[Date Prev][Date Next][Thread Prev][Thread Next][Date Index][Thread Index]
Re: propagation control
> > This is of course very ASN.1, I don't mind ASN.1 except for the DER
> > rules which are completely braindamaged. If it had been made an
> > absolute requirement that every structure should be capable of
> > being encoded and decoded using a simple linear descent the problem
> > would not occur.
> I noticed you were very careful to specify DER, as opposed to BER.
> The Basic Encoding Rules (BER), of course, allow you to specify length of
> an object explicitly at the beginning, or implicitly by sending an
> end token when the object is finished.
Absolutely, if I was to make a single change to X.509v3 I would remove
the statement about DER encodings and define a new BER subset.

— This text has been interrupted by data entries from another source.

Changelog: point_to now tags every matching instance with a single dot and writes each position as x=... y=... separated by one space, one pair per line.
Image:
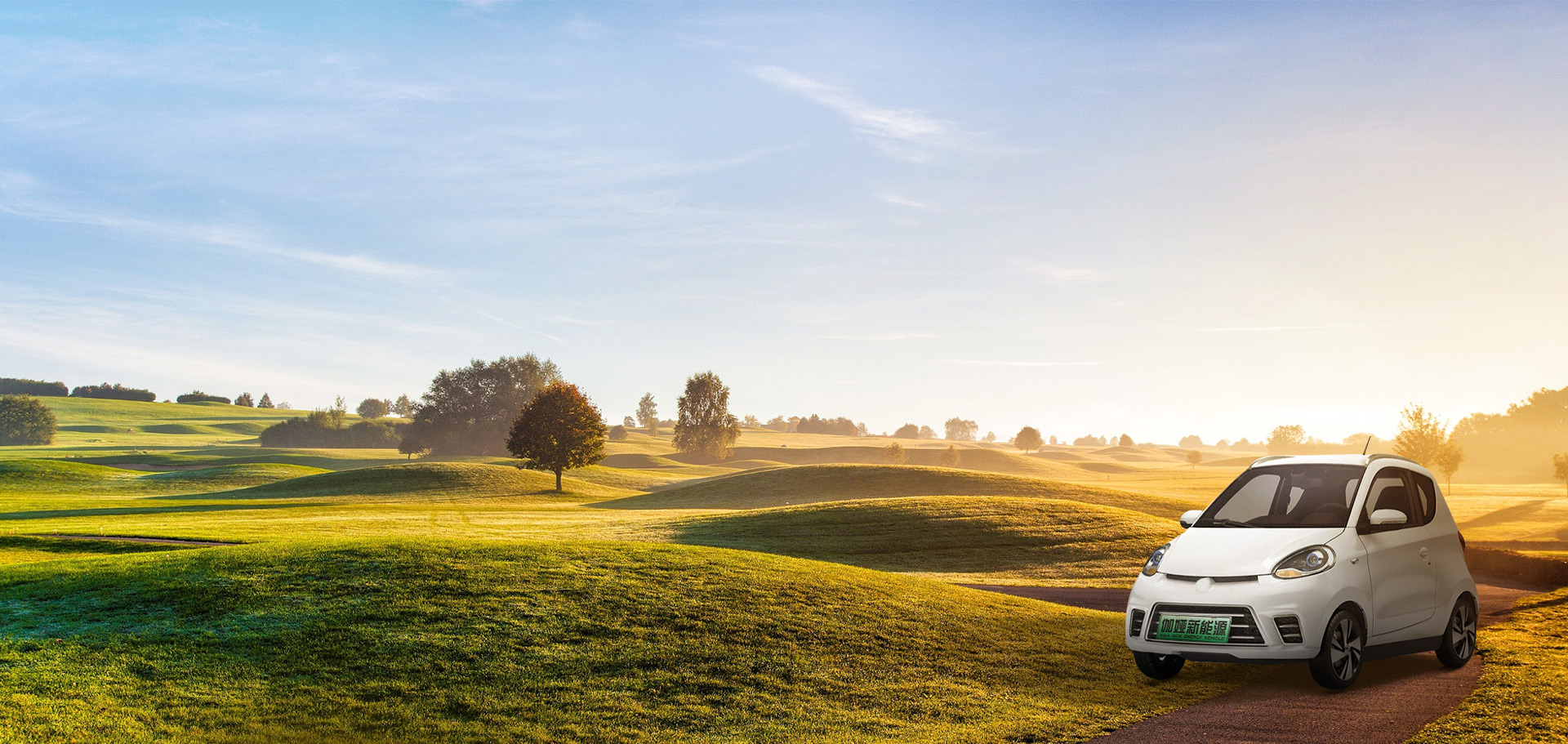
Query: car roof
x=1361 y=461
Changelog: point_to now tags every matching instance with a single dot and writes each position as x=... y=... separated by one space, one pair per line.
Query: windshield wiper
x=1228 y=523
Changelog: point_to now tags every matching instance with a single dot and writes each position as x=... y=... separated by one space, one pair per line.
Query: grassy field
x=465 y=600
x=1523 y=688
x=453 y=641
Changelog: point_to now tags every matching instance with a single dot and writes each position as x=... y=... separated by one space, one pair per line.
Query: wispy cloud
x=884 y=336
x=1004 y=363
x=1269 y=328
x=893 y=127
x=519 y=327
x=901 y=201
x=1065 y=275
x=216 y=234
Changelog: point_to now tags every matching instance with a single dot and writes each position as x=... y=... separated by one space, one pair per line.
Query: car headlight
x=1153 y=564
x=1314 y=559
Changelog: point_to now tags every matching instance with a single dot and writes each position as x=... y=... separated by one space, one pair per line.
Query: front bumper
x=1259 y=603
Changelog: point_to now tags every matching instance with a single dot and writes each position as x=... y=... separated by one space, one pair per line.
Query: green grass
x=449 y=641
x=960 y=539
x=841 y=482
x=29 y=550
x=1523 y=691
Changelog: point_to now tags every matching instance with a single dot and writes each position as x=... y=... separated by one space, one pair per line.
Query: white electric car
x=1333 y=561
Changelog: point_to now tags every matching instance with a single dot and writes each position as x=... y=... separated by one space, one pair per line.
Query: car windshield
x=1286 y=497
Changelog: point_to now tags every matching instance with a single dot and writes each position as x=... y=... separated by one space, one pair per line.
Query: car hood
x=1239 y=551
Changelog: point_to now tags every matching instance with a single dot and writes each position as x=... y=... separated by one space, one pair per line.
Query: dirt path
x=156 y=541
x=1388 y=705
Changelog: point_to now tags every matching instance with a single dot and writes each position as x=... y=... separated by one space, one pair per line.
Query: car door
x=1399 y=556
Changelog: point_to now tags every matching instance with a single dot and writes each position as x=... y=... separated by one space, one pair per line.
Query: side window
x=1390 y=492
x=1426 y=497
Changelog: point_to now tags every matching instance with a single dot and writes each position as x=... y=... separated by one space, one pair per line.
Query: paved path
x=1387 y=705
x=157 y=541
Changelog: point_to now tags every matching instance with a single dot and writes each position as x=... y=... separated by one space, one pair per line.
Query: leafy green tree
x=372 y=408
x=1027 y=440
x=648 y=413
x=1421 y=435
x=470 y=412
x=1286 y=440
x=960 y=429
x=706 y=425
x=557 y=430
x=25 y=420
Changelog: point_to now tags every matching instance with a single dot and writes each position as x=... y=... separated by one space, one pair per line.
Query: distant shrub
x=25 y=420
x=20 y=386
x=114 y=393
x=199 y=398
x=317 y=430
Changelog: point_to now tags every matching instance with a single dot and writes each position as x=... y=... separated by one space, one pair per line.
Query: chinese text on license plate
x=1196 y=628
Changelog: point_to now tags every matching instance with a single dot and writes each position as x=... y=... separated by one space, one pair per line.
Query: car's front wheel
x=1338 y=664
x=1459 y=641
x=1157 y=666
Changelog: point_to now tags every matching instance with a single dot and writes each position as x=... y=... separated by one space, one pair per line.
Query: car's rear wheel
x=1459 y=641
x=1338 y=664
x=1157 y=666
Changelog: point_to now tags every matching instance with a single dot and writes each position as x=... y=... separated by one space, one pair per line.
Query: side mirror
x=1388 y=517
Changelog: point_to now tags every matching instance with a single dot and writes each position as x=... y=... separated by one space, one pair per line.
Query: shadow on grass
x=54 y=514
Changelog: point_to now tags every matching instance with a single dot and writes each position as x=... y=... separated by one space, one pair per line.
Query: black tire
x=1157 y=666
x=1338 y=664
x=1459 y=639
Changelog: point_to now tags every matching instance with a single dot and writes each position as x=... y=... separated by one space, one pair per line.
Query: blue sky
x=1094 y=219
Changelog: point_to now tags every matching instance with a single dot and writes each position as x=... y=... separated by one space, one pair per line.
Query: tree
x=373 y=408
x=1448 y=461
x=706 y=425
x=337 y=412
x=1027 y=440
x=559 y=429
x=1285 y=440
x=648 y=413
x=960 y=429
x=470 y=410
x=1421 y=435
x=25 y=420
x=412 y=448
x=1561 y=466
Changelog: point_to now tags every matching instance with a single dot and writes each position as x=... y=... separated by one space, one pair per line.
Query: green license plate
x=1196 y=628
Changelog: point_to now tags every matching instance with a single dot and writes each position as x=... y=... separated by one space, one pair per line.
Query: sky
x=1160 y=219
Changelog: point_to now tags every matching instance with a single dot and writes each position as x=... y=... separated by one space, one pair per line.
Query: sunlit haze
x=1092 y=219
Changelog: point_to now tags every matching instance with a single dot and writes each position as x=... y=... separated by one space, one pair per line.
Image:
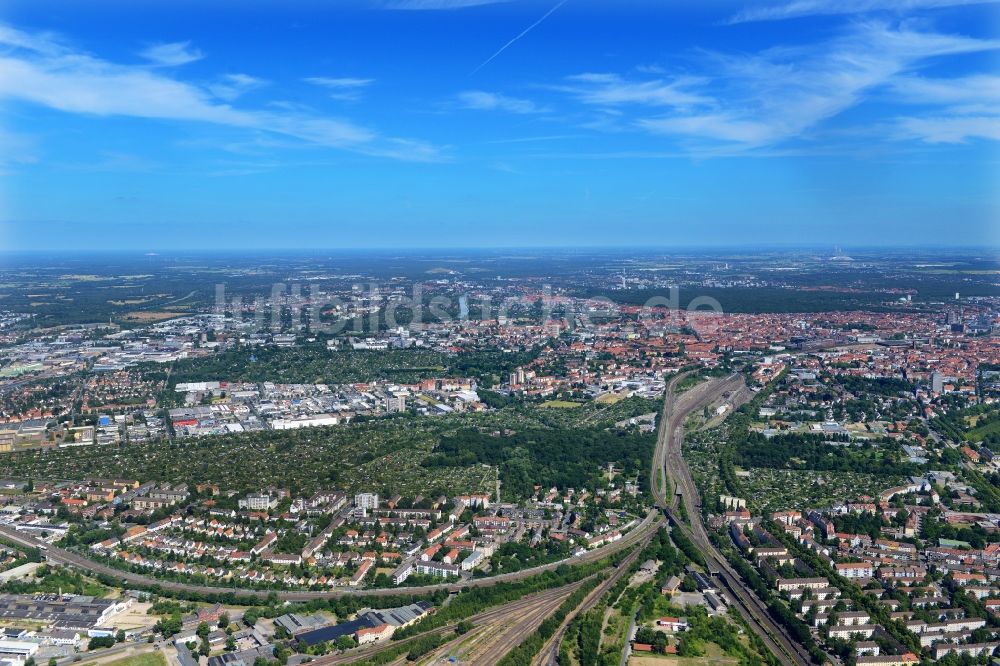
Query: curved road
x=57 y=555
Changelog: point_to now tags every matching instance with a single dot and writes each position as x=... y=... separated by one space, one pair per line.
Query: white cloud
x=957 y=129
x=53 y=76
x=342 y=88
x=486 y=101
x=432 y=5
x=613 y=90
x=171 y=54
x=783 y=94
x=800 y=8
x=975 y=89
x=231 y=86
x=339 y=83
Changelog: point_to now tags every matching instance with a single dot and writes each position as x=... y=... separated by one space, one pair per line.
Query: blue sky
x=461 y=123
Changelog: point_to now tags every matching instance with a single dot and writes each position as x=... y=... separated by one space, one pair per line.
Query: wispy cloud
x=42 y=71
x=799 y=8
x=487 y=101
x=950 y=129
x=231 y=86
x=971 y=108
x=432 y=5
x=342 y=88
x=781 y=94
x=519 y=35
x=975 y=89
x=613 y=90
x=171 y=54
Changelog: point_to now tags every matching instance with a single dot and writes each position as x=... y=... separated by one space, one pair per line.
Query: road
x=515 y=611
x=669 y=456
x=57 y=555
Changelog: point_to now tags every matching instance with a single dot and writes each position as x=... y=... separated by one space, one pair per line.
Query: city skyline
x=470 y=123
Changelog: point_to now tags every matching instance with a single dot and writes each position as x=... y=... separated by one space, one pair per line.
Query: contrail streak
x=519 y=35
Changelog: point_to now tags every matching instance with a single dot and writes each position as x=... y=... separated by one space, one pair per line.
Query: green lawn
x=145 y=659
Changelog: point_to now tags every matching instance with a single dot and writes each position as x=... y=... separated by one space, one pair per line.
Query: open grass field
x=145 y=659
x=714 y=656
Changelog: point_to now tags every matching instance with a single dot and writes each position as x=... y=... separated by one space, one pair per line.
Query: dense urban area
x=577 y=459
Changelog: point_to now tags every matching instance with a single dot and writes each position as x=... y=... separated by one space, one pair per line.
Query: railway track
x=676 y=471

> In summary, CER is linear-encode and recursive decode, whereas DER is
> recursive-encode and linear-decode. BER allows it to be done either way.
I don't see why it should be recursive decode. The decoder could be recursive
descent but I don't see why there sould be any difficulty. My generic
ANS.1 BER encoder was linear in both directions - i.e. it was linear
accepting fully generic certs.
> These properties are not specific to ASN.1 and BER; they are applicable
> to any transfer format - either the length must be known or filled in at
> the beginning, or it isn't known until the end. I don't know how you
> could have a format that allows both encoding and decoding of arbitrary-
> length nested objects to be done linearly.
The problem is that the length of the length field is indeterminate in ASN.1.
That coupled with not being able to specify indefinite length structures
in DER is what causes the problem.
> I also think that in the case of certificates, it hardly matters. Doing
> random access or recursive descent over an object that is 1/2 KB or 2KB
> or 5KB long is no problem. It's only when you start dealing with objects
> that don't fit into RAM (such as streaming media) that the difference
> becomes important.
The isssue is re-use of the encoder/decoder module. If you want the damn
thing to fit in a web-phone you better not needlessly multiply the number
of data formats.
This is of course way off topic but I wanted to point out that there is
only one very small part of the ASN.1 spec that is seriously braindamaged.
The problem is that there is no way of achieving a principled solution
to the problem except at disproportionate development cost.